Row locks don’t replicate, but some applications use row locks as mutexes for the entity represented by the row. This can cause very bad problems if applications don’t realize they’re using Galera, two batch processors connect to different Galera nodes, and the batch job they’re running is something like “charge the bill represented by this row to a customer’s credit card.”
We wrote a proxy to attempt to force all applications to always connect to the same Galera node. The proxies node selection algorithm needed to be deterministic so flickers in network available couldn’t split the two proxies. We chose “always connect to the running node with the lowest instance ID.” This worked great… unless the node with the lowest instance ID had a lousy disk, and would crash when it first processed a read. At that point the Galera + proxy system would get stuck in a loop where Node 0 would crash, the proxies would redirect app traffic to Node 1, Node 0 would restart itself and run its data load process, come back up, the proxies would flip back to Node 0, and then immediately crash again. Once the team figured out what happened they were able to make the behavior robust to this scenario but this kind of thing is just constant if you’re trying to run Galera programmatically and you’re trying to protect yourself against its various failure modes.

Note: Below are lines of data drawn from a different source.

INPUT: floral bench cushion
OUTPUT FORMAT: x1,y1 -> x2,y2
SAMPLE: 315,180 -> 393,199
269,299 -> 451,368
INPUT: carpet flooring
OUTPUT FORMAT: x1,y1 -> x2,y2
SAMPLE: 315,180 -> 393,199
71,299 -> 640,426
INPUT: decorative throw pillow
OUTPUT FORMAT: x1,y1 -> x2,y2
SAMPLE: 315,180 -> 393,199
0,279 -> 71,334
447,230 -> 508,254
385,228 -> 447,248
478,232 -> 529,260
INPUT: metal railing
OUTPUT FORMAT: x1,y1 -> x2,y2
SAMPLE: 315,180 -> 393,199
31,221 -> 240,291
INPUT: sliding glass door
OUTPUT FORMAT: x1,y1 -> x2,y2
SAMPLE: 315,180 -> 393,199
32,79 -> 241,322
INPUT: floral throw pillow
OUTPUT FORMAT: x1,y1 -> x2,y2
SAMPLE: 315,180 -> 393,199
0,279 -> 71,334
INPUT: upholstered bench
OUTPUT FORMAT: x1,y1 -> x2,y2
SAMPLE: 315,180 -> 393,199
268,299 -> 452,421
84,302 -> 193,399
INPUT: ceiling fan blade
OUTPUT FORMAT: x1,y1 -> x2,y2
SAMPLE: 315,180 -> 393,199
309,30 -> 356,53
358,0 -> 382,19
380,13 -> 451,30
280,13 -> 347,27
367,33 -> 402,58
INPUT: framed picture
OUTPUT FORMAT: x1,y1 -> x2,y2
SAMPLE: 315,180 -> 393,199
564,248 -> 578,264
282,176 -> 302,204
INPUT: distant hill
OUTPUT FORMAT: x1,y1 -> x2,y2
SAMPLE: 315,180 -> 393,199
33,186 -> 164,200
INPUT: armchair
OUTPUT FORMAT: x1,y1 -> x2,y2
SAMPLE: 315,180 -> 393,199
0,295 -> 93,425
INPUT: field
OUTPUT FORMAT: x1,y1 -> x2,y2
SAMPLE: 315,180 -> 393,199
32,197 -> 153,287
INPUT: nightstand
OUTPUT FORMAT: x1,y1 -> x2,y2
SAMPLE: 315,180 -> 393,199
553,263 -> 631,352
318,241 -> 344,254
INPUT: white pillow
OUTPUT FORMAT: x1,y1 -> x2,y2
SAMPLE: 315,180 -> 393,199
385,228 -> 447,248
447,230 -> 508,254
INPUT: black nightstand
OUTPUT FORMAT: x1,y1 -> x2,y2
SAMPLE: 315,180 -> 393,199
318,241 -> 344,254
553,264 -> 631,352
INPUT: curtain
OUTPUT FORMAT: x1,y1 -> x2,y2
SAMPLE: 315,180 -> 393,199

There are also issues with certain kinds of queries being able to cause problems across the cluster — noisy neighbor problems basically — including one colorfully named “the Stupakov effect” but that came after my time so I don’t have command of the details.
I think it’s possible to successfully run a Galera cluster for a single application or a small set of applications that all know they’re running Galera and are basically well behaved & low traffic. It works fairly well as the database for Cloud Foundry’s control plane — the only failures I’ve ever seen involving that database were traceable to the SSO service which allowed apps on the platform to use it for login which somewhat breaks that “low traffic” rule, and even there the failure I’m thinking of was “we ran out of connections in the connection pool,” which could have happened with any database.